Architecture
ScaiMind is a thin REST-to-gRPC bridge. There is no training engine inside ScaiGrid — the actual scheduling, GPU allocation, and training loop live in an external service called MindCoordinator. ScaiMind's job is to translate REST requests into gRPC calls, forward downstream credentials, and cache results locally for dashboard reads.
Components#
The bridge runs in-process inside ScaiGrid's FastAPI app under the same auth, logging, and middleware as every other module. MindCoordinator is a separate process you deploy alongside the GPU cluster; ScaiMind reaches it via a single gRPC channel held open at module init.
Request flow for one submission#
- Caller sends
POST /v1/modules/scaimind/jobswith aSubmitJobRequestbody. - Auth resolves the bearer token to a
CurrentUserand enforces thescaimind:managepermission. - Token exchange mints short-lived downstream credentials for ScaiDrive and ScaiAtlas via
TokenExchangeDep. These are propagated to the coordinator as gRPC metadata so the coordinator can fetch datasets and model artefacts on the caller's behalf. - Schema conversion translates the Pydantic body into a protobuf
SubmitJobRequest(build_submit_job_requestinconverters.py). - gRPC call runs through
client.submit_job(...). The channel was opened at module init and is held for the process lifetime; metadata always includesx-api-secret,x-tenant-id, optionallyx-user-id,x-scaidrive-token,x-scaiatlas-token. - Response conversion runs the protobuf reply through
proto_to_dictand returns it inside ScaiGrid's standardsuccess()envelope. - Error mapping is handled by
grpc_to_http()— see "Error translation" below.
Read-side flows (GET /jobs, GET /cluster, etc.) are the same minus the token exchange. List endpoints additionally call JobService.upsert to refresh the local cache.
Streaming endpoints#
GET /jobs/{job_id}/logs and GET /jobs/{job_id}/metrics/stream open server-streaming gRPC calls (StreamJobLogs, StreamJobMetrics) and re-emit each protobuf message as a Server-Sent Event:
1 2 3 4 5 | |
Stream calls use a separate stream_timeout from the unary timeout, both set on the client at init.
State#
- Authoritative state lives in MindCoordinator: job lifecycle, queue, node inventory, evaluations, checkpoints.

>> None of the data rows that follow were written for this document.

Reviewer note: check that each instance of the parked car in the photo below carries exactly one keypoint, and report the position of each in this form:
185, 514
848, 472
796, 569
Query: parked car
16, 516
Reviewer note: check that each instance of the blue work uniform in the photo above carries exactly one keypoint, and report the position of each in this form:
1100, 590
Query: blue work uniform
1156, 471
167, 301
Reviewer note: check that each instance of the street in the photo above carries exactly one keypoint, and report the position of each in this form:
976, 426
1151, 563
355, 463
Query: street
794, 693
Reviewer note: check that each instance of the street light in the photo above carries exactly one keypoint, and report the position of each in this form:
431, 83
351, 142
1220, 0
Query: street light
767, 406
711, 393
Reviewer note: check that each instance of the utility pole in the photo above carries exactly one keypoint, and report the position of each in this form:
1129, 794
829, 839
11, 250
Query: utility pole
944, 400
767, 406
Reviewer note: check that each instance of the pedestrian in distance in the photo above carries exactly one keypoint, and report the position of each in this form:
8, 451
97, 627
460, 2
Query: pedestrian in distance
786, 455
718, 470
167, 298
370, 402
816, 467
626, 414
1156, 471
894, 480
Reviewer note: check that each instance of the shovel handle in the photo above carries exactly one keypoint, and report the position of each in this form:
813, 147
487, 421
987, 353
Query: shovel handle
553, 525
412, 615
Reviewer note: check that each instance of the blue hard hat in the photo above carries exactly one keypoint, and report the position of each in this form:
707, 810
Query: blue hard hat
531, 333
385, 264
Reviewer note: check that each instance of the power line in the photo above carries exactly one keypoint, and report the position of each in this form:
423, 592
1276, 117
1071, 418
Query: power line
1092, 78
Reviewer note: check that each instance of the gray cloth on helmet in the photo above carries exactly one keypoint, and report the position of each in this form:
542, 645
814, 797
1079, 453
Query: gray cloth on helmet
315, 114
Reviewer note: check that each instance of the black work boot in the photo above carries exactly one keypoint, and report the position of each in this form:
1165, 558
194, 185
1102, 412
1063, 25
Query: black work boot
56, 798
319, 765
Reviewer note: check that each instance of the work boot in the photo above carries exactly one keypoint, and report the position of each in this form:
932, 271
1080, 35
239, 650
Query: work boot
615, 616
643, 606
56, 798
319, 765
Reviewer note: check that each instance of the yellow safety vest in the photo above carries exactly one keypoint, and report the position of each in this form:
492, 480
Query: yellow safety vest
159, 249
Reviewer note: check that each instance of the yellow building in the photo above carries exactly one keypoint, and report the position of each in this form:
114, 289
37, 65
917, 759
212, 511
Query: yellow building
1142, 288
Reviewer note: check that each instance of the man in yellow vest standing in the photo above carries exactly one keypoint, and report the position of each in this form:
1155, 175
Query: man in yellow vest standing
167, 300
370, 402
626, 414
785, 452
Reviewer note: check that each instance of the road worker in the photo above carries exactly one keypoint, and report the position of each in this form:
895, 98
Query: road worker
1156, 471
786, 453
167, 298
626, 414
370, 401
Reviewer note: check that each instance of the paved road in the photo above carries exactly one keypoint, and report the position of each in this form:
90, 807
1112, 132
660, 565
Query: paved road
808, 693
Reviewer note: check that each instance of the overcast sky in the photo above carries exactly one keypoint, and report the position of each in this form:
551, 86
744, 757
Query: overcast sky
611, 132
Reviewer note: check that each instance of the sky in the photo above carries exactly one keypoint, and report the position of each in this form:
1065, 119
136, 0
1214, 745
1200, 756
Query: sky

- Cache state lives in MariaDB table
mod_scaimind_jobs: job id, tenant id, status, priority, the five config blobs as JSON, error info, timestamps. Refreshed best-effort on everyGET /jobslist call. Never authoritative; dashboards always reconcile against a fresh coordinator read when the user opens a job. - No client-side state matters — the caller holds a
job_idand an optionalpage_token. Losing them just means re-listing.
Error translation#
modules/scaimind/errors.py maps gRPC status codes to HTTP responses:
| gRPC code | HTTP | Notes |
|---|---|---|
OK |
200 | |
NOT_FOUND |
404 | Detail passed through. |
INVALID_ARGUMENT |
400 | Detail passed through. |
PERMISSION_DENIED |
403 | Detail passed through. |
UNAUTHENTICATED |
401 | Detail passed through. |
ALREADY_EXISTS |
409 | Detail passed through. |
FAILED_PRECONDITION |
409 | Detail passed through. |
RESOURCE_EXHAUSTED |
429 | Detail passed through. |
DEADLINE_EXCEEDED |
504 | Friendly message; original logged. |
UNAVAILABLE |
503 | Friendly message; original logged. |
INTERNAL |
500 | Always sanitised; raw detail logged server-side. |
UNKNOWN |
500 | Always sanitised; raw detail logged server-side. |
INTERNAL and UNKNOWN details are scrubbed before reaching the caller because they often contain coordinator-side tracebacks, SQL errors, or other infrastructure leakage. The original is captured in structured logs under scaimind_coordinator_error.
Trust boundary#
The REST surface is inside ScaiGrid's normal trust perimeter — bearer token, tenant scoping, RBAC. Beyond that, three trust contracts matter:
- ScaiMind → coordinator authenticates with a static
x-api-secretset in ScaiGrid config (scaimind_api_secret). The coordinator MUST validate this on every call; do not deploy a coordinator that ignores it. - Coordinator → ScaiDrive / ScaiAtlas authenticates with the per-request tokens forwarded as
x-scaidrive-token/x-scaiatlas-token. These are minted fresh per call byTokenExchangeDepand scoped to the caller's identity. - Tenant isolation is enforced by the coordinator using the
x-tenant-idheader. ScaiMind always sendsstr(user.tenant_id); the coordinator must reject any request that tries to read or write a job in a different tenant.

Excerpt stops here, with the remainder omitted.